Could they be related? Unknown right now. Investigation is ongoing. I guess getting punched twice in the face is shaking out the problems we are having to reboot.
The recent 15-minute outage is concerning because BGP is specifically designed to be resilient; it should automatically reroute traffic around failures in seconds, not minutes. To understand why this failed, we should ask the DC provider for a post-mortem and review our contract on these points:
Failover Logic: Since BGP is built for automatic path redundancy, why was there a 15-minute "black hole" instead of a near-instant switch to a secondary provider?
Infrastructure Diversity: Does the DC have truly "multi-homed" ISP connections and diverse hardware, or is there a single point of failure (like one edge router) undermining BGP’s native resilience?
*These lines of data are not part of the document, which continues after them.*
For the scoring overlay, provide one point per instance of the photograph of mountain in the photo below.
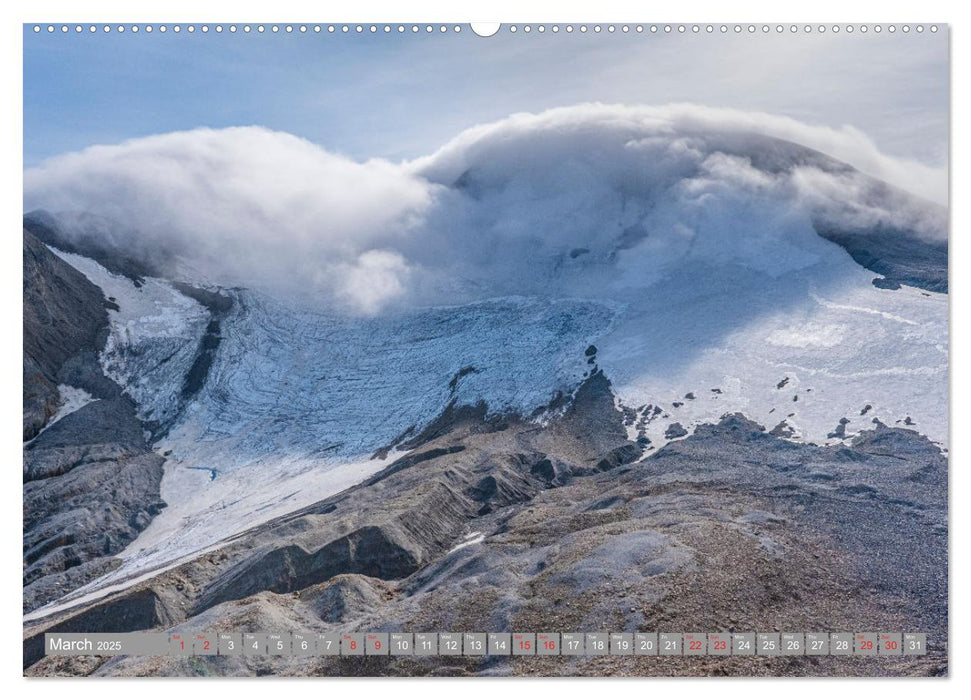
(560, 330)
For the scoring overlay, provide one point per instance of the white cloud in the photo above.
(572, 199)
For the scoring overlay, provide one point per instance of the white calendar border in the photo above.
(925, 11)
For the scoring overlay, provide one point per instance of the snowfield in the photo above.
(690, 261)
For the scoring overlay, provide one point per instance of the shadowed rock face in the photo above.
(770, 526)
(900, 256)
(91, 482)
(64, 314)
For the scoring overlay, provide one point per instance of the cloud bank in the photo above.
(571, 199)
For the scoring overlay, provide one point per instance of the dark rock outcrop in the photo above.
(91, 482)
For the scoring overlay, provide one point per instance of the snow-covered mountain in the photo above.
(705, 271)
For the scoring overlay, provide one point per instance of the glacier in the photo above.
(691, 262)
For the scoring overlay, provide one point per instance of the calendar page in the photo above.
(547, 349)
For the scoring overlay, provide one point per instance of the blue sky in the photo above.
(401, 96)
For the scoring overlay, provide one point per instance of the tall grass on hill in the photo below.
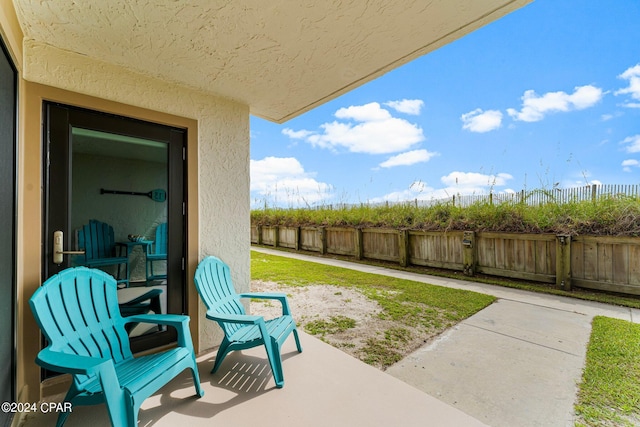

SLA Compliance: Does our contract's definition of "resiliency" include a guaranteed Time to Repair (TTR), and does this event trigger an SLA credit for the service gap?
Well, it turned out that it was all 100% our fault. DC was not at fault.
We were provisioning a new Ceph pool for the AI workload so it has room to grow, but we miscalculated just how much space we had. Ceph got to 95% full and all sorts of bad things started happening. The PVE HA watchdog forced several nodes to restart. This behavior is called "fencing" and is intentional for data integrity. But then one node didn't restart, etc, etc.
The BGP issue is a red herring somehow caused by the mayhem that was happening.
Very sorry about this. We are trying to fix things from last week and make everything more resilient.